Nevertheless, the real explanation for apparent danger of young age may be that young women with an active menstrual cycle enjoy the anticancer effect of even a mildly decreased circulating estrogen supply. The relatively high percentage of poorly differentiated breast cancer initiation among hormonally active young cases may be attributed to the low incidence rate of more successfully repressed ER-positive cancers rather than an excessive inclination to ER-negative tumors [53]. In young patients, the incidence of high risk, ER-negative DCIS indicates the strong disturbances of the hormonal balance requiring increased exogenous estrogen substitution so as to strengthen the DNA-stabilizer mechanisms [36, 40].

Among cases with DCIS, the African-American race of women is strongly associated with an increased rate of high risk characteristics of lesions [32, 97]. At 20 years, the breast cancer-specific mortality for blacks was 7.0% being much higher compared with 3.0% for non-Hispanic whites (HR, 2.55). Black women with a DCIS diagnosis face a lower survival rate (93%) over 20 years than other ethnic groups (97%) [32].

In dark-skinned American women, the higher risk of developing poorly differentiated breast cancers as compared with white patients may be explained by the incongruence between their excessive pigmentation and the poor light and sunshine exposure of North-America [53,101]. Natural light deficiency is associated with melatonin excess and further deleterious metabolic and hormonal alterations; such as deficiencies of estrogen, thyroxin and vitamin-D and deepening insulin resistance. All these disorders confer excessive breast cancer risk. Recognition of these correlations suggests that an intense care of the hormonal and metabolic equilibrium of African-American women may prevent and cure even high risk tumors and may effectively reduce their overall and breast-cancer specific mortality [101].

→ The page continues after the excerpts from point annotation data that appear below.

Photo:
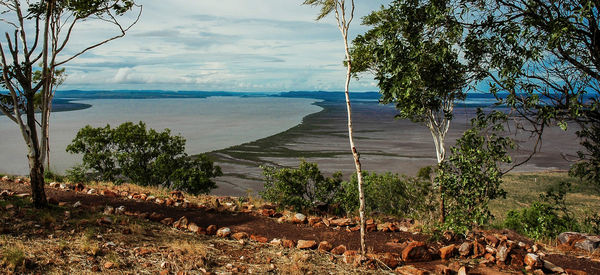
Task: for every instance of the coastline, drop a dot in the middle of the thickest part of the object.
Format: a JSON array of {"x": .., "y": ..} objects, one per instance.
[{"x": 385, "y": 144}]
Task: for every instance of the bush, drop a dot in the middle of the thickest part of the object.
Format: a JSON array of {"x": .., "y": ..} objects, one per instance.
[
  {"x": 546, "y": 217},
  {"x": 143, "y": 157},
  {"x": 470, "y": 178},
  {"x": 387, "y": 194},
  {"x": 302, "y": 188}
]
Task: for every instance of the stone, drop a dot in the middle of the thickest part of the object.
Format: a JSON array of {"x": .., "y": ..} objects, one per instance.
[
  {"x": 211, "y": 230},
  {"x": 120, "y": 210},
  {"x": 532, "y": 260},
  {"x": 193, "y": 227},
  {"x": 299, "y": 218},
  {"x": 259, "y": 239},
  {"x": 109, "y": 265},
  {"x": 223, "y": 232},
  {"x": 325, "y": 246},
  {"x": 306, "y": 244},
  {"x": 288, "y": 243},
  {"x": 181, "y": 223},
  {"x": 552, "y": 267},
  {"x": 447, "y": 252},
  {"x": 465, "y": 249},
  {"x": 416, "y": 251},
  {"x": 108, "y": 193},
  {"x": 240, "y": 235},
  {"x": 167, "y": 221},
  {"x": 410, "y": 270},
  {"x": 338, "y": 250}
]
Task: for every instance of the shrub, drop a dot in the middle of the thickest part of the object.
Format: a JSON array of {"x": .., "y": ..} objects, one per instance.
[
  {"x": 302, "y": 188},
  {"x": 470, "y": 178},
  {"x": 387, "y": 194},
  {"x": 144, "y": 157},
  {"x": 546, "y": 217}
]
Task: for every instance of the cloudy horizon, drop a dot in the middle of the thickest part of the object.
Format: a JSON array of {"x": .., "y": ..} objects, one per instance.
[{"x": 236, "y": 45}]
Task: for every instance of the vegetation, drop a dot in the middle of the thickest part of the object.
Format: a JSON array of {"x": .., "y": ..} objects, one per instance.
[
  {"x": 471, "y": 177},
  {"x": 302, "y": 189},
  {"x": 130, "y": 152},
  {"x": 32, "y": 71}
]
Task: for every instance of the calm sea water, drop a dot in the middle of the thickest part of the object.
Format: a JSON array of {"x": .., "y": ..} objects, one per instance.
[{"x": 206, "y": 123}]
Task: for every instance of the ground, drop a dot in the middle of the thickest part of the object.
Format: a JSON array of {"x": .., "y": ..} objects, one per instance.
[{"x": 78, "y": 235}]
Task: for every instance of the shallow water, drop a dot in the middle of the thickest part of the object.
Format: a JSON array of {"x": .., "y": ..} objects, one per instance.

The Questions of the Indication of Radical Surgery and Radiotherapy for the Treatment of Breast Cancer

Today, breast cancer specialists are unable to predict either the probability of tumor recurrence or the life expectancy of patients, since the standard therapeutic approaches to breast cancer are inappropriate. Faced with a diagnosis of breast cancer, more and more women are choosing ipsilateral mastectomy or the removal of both breasts [102]. Nevertheless there are evidences supporting the highest survival rate of patients who underwent breast conservation surgery.

Survival rates after lumpectomy and mastectomy were compared in a large population-based study of 112,154 women diagnosed with stage I or stage II breast cancers, followed on average for 9.2 years [33]. Benefit of breast cancer-specific survival was greater after lumpectomy as compared with mastectomy among women over 50 years of age with ER-positive tumors (HR: 0.86), whereas this trend was quite similar in younger women, aged less than 50 years with ER-negative disease (HR: 0.88). Women who underwent lumpectomy exhibited better overall and breast cancer specific survival rates, regardless of patients’ age or ER-status of the tumor.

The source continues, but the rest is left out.